Capita quindi che, alla fine di un bel novembre italiano, uno di costoro s’inventi, nel segreto della sua cameretta parlamentare, un articoletto da aggiungere alla riforma del Codice della strada, in cui senza usare termini espliciti si prevede in buona sostanza un bollo e una targa per le biciclette.
Ovviamente è una fesseria immane, e magari l’oscuro parlamentare neanche aveva calcolato l’effetto possibile: che il suo lavorìo venisse notato e che questo determinasse una catastrofe via web. Invece lo scopriamo e in un paio di giorni la cosa diventa un tormentone, fino al lancio di un tweetstorm (#labicinonsitocca) che in poche ore raggiunge la vetta dei trending topics (scusate per l’abuso di inglese, ma va così). La vicenda ha ovviamente una ricaduta mediatica notevole.

L’andamento delle reazioni del nostro è stato altilenante: dapprime risponde con boria e supponenza -e anche qualche insulto ma in fin dei conti nei social è normale- alle richieste di spiegazioni sull’abominio messo in cantiere, perché così è stato interpretato unanimemente. Una volta risvegliati i media, sia quelli di settore sia quelli più grandi, il peone fa invece mostra di umiltà, pentimento, comprensione delle critiche e anche rispetto per gli schiaffoni ricevuti da migliaia di mani.
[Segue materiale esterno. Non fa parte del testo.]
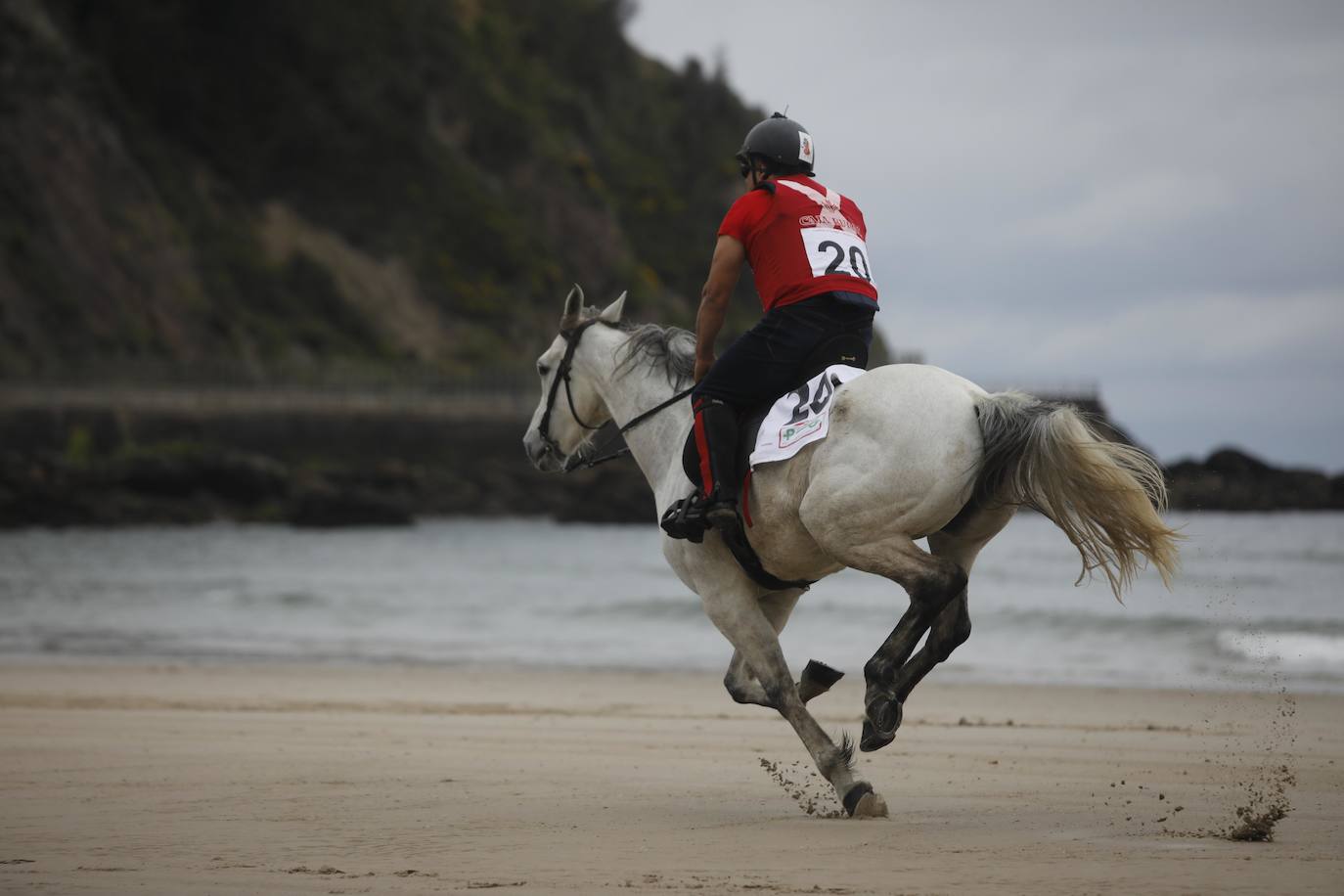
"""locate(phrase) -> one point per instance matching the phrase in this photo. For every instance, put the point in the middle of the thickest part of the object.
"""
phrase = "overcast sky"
(1146, 197)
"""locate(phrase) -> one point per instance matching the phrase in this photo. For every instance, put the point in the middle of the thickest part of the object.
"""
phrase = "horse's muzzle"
(541, 454)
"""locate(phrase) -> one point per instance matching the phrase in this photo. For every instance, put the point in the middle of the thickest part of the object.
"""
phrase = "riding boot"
(717, 439)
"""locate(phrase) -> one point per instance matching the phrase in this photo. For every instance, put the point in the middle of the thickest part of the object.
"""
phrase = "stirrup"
(723, 515)
(686, 518)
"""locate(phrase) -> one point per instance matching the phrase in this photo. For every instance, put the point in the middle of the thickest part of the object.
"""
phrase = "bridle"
(571, 337)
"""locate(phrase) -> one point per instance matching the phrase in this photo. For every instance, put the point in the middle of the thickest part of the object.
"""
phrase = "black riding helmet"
(783, 141)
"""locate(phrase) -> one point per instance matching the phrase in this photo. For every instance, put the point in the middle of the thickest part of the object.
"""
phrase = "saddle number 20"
(804, 409)
(836, 251)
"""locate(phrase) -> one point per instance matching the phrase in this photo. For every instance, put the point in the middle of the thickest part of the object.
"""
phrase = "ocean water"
(1258, 602)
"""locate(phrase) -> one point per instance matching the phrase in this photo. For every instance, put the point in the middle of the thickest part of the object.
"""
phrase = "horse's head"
(570, 410)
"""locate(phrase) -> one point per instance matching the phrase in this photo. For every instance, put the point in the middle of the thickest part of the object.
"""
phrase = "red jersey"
(801, 240)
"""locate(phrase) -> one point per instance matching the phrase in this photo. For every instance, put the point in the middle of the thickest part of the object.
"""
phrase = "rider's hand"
(701, 367)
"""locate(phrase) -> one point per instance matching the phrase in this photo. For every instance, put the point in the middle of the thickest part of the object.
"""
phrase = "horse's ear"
(611, 313)
(573, 304)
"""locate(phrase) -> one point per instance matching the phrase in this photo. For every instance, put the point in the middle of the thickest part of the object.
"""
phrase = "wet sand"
(386, 780)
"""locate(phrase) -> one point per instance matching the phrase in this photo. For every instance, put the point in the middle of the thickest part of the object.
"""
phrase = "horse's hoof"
(873, 739)
(862, 802)
(872, 806)
(888, 716)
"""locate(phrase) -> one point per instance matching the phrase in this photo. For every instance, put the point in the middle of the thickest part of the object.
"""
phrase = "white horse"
(913, 452)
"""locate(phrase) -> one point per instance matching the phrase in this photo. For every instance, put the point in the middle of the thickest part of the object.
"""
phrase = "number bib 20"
(836, 251)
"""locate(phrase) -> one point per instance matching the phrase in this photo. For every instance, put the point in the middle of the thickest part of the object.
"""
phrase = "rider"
(805, 246)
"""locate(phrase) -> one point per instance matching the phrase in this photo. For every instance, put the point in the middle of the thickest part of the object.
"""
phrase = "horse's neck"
(658, 438)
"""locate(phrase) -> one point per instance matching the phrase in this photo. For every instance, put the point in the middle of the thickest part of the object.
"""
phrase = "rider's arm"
(725, 269)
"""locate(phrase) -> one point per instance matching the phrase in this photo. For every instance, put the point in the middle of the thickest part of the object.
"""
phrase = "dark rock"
(330, 508)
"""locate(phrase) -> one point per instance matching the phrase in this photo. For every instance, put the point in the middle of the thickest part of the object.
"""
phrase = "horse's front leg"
(739, 614)
(739, 681)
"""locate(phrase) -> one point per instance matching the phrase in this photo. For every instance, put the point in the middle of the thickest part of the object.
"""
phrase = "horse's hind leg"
(931, 582)
(952, 628)
(739, 615)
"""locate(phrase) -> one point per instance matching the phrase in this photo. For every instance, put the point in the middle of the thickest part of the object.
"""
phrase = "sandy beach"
(388, 780)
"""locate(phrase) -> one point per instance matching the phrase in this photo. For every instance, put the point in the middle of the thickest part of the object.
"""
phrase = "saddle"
(686, 517)
(840, 349)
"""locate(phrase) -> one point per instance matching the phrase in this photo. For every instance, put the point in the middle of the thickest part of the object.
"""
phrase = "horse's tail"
(1103, 495)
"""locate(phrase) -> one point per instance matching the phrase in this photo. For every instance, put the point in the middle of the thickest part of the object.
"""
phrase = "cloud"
(1140, 204)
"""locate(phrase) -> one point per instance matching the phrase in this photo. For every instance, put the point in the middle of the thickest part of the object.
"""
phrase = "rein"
(562, 373)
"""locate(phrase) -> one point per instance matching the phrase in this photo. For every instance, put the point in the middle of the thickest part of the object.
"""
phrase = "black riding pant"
(766, 362)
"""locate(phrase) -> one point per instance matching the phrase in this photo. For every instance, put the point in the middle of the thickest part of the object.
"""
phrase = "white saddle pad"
(801, 417)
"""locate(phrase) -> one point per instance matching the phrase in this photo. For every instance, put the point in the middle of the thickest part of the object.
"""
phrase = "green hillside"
(294, 184)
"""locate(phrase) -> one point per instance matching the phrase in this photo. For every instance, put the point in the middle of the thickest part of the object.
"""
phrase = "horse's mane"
(669, 349)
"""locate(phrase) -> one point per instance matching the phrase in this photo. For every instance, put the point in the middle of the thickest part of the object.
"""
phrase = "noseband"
(543, 428)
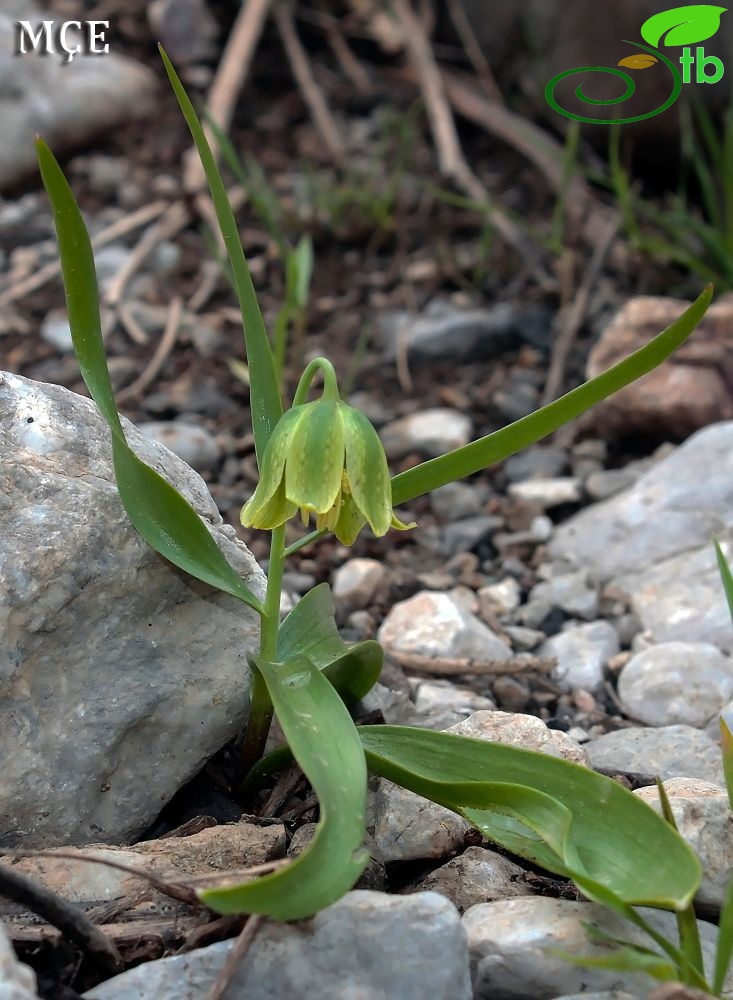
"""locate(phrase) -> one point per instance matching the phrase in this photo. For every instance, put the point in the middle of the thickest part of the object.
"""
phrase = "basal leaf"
(682, 25)
(325, 743)
(265, 402)
(501, 444)
(615, 839)
(310, 630)
(159, 513)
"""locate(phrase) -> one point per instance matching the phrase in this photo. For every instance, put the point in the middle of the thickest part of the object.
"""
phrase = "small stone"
(609, 482)
(535, 463)
(408, 827)
(186, 28)
(56, 331)
(454, 501)
(427, 432)
(433, 625)
(581, 652)
(525, 731)
(541, 528)
(704, 819)
(670, 752)
(547, 492)
(434, 696)
(443, 332)
(476, 876)
(511, 944)
(358, 582)
(573, 592)
(194, 444)
(465, 535)
(512, 694)
(368, 944)
(524, 639)
(676, 682)
(501, 597)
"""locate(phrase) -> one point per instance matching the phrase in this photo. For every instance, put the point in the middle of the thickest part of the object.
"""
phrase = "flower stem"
(260, 705)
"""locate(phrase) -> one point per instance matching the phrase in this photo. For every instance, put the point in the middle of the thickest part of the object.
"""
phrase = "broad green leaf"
(265, 402)
(724, 944)
(310, 630)
(325, 743)
(682, 25)
(615, 839)
(159, 513)
(501, 444)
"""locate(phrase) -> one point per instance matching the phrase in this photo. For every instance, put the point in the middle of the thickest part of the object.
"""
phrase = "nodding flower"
(324, 458)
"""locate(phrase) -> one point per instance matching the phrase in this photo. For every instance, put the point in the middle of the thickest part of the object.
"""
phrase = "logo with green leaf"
(679, 27)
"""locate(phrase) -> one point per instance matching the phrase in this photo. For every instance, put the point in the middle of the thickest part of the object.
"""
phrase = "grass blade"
(159, 513)
(265, 401)
(325, 742)
(501, 444)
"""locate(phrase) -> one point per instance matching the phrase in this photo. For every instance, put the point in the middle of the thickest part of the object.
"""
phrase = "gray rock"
(681, 599)
(455, 501)
(443, 332)
(539, 462)
(676, 682)
(547, 492)
(186, 28)
(17, 981)
(581, 652)
(367, 945)
(427, 432)
(500, 597)
(434, 625)
(670, 752)
(110, 657)
(408, 827)
(510, 944)
(90, 95)
(608, 482)
(195, 445)
(358, 582)
(524, 731)
(573, 592)
(678, 505)
(704, 819)
(476, 876)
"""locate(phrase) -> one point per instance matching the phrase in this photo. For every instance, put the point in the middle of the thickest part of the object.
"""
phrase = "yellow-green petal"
(265, 506)
(315, 459)
(367, 471)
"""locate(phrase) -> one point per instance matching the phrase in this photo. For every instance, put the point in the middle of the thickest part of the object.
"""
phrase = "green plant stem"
(260, 705)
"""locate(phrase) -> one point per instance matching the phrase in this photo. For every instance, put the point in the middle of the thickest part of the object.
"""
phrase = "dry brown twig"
(569, 321)
(236, 956)
(228, 82)
(312, 93)
(164, 348)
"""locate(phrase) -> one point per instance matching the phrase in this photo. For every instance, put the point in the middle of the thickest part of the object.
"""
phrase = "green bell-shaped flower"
(324, 458)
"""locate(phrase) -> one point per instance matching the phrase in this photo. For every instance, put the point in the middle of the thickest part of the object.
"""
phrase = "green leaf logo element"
(682, 25)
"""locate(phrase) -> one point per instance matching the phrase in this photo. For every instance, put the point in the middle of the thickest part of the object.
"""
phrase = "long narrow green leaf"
(265, 401)
(501, 444)
(310, 630)
(159, 513)
(325, 743)
(615, 838)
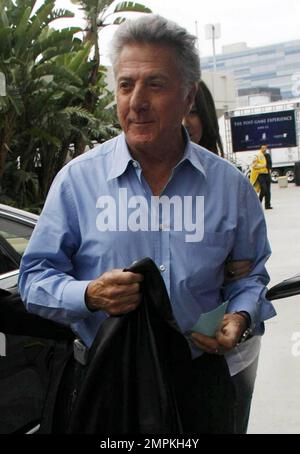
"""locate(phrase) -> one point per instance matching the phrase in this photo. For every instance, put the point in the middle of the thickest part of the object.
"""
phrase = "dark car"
(28, 343)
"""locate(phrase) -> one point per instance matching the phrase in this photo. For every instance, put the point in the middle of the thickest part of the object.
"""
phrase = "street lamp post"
(213, 32)
(2, 84)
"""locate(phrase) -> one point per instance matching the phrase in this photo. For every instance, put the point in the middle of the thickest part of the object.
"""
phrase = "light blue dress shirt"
(70, 247)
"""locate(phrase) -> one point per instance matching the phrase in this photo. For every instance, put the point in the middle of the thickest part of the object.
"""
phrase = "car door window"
(16, 234)
(6, 264)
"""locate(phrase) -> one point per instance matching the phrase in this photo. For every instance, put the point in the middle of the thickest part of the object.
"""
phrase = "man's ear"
(191, 97)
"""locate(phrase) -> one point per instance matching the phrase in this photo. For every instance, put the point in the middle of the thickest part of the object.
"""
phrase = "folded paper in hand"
(209, 322)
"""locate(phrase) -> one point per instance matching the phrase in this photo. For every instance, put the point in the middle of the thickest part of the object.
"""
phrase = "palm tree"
(98, 15)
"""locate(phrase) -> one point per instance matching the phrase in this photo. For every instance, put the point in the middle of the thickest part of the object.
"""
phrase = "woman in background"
(202, 121)
(203, 128)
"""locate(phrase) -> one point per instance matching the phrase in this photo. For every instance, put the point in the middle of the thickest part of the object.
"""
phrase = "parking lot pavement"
(276, 401)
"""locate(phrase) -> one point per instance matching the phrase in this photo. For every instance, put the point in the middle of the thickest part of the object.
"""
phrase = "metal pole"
(214, 48)
(198, 43)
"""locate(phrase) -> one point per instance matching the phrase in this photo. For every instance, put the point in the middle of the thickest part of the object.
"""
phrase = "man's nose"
(185, 122)
(139, 100)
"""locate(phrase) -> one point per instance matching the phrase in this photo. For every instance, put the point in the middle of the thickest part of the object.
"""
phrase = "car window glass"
(6, 264)
(15, 233)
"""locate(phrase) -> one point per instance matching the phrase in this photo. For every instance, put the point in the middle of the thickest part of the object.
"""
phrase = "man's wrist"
(247, 333)
(246, 316)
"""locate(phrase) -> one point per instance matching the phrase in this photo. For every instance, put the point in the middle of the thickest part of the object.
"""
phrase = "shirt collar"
(122, 156)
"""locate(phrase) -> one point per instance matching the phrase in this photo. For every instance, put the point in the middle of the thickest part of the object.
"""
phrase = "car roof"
(16, 213)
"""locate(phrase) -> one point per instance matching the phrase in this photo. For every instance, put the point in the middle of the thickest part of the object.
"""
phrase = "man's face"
(150, 95)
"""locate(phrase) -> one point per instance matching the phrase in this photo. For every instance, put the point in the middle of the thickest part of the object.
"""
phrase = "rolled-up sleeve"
(251, 243)
(47, 283)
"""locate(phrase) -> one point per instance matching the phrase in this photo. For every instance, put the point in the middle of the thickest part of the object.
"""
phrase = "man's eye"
(155, 84)
(124, 85)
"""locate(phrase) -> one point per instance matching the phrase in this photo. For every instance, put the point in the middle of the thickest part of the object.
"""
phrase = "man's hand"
(115, 292)
(227, 336)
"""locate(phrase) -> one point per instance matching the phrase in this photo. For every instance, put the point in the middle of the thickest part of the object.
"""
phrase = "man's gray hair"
(154, 29)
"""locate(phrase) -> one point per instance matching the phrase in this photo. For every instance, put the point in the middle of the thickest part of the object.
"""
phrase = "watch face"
(246, 335)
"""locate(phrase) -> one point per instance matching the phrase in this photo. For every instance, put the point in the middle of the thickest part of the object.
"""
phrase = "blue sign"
(276, 129)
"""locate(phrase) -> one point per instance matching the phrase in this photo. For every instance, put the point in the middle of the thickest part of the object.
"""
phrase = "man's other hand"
(226, 338)
(116, 292)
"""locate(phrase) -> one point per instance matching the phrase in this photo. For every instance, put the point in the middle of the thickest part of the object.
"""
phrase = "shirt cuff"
(74, 298)
(244, 305)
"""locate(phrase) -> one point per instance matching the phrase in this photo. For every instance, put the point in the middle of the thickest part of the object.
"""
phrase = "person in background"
(202, 121)
(72, 270)
(202, 126)
(260, 176)
(269, 180)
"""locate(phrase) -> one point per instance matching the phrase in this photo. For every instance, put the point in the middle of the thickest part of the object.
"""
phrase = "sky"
(256, 22)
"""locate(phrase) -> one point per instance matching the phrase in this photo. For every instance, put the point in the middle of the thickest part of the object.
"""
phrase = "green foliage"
(56, 101)
(45, 117)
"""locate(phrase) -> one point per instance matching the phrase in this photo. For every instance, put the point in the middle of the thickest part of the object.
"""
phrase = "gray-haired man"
(151, 192)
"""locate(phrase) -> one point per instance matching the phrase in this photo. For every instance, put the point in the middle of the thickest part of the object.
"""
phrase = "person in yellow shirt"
(260, 175)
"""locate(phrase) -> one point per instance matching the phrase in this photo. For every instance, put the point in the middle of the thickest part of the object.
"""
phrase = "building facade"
(274, 66)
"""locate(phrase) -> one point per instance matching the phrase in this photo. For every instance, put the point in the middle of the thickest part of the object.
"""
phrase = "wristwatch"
(245, 336)
(248, 332)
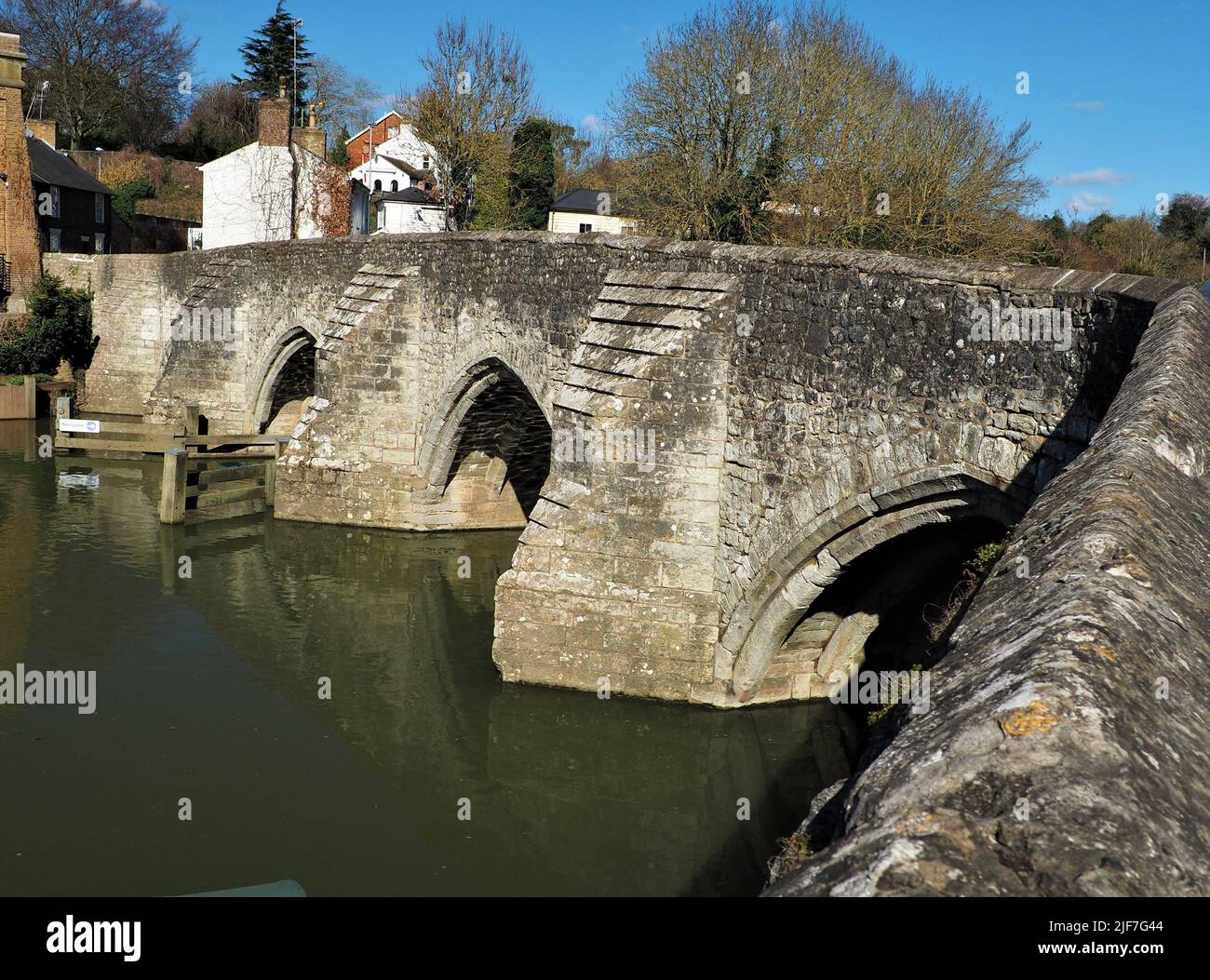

E qui la trasformazione: qualche giorno dopo da peone si trasforma in troll. Compreso che ormai la bufera era superata, ha ricominciato a difendere, sempre con boria e disprezzo dell’opinione altrui, quello sgorbio normativo da lui partorito, con aggiunta di emoticon (le “faccine”) beffardi e affermazioni adolescenziali sullo stile “no, no e no che non lo ritiro”. Chi, come me, ha promosso la reazione civica a quell’assurda proposta, e alla successiva modifica peggiorativa, ha provato lo sconcerto dell’impotenza: “ma come -abbiamo ragionato con gli altri organizzatori del tweetstorm-, migliaia e migliaia di persone gli dicono che sta facendo una cazzata e questo insiste? Ma è scemo o che?”.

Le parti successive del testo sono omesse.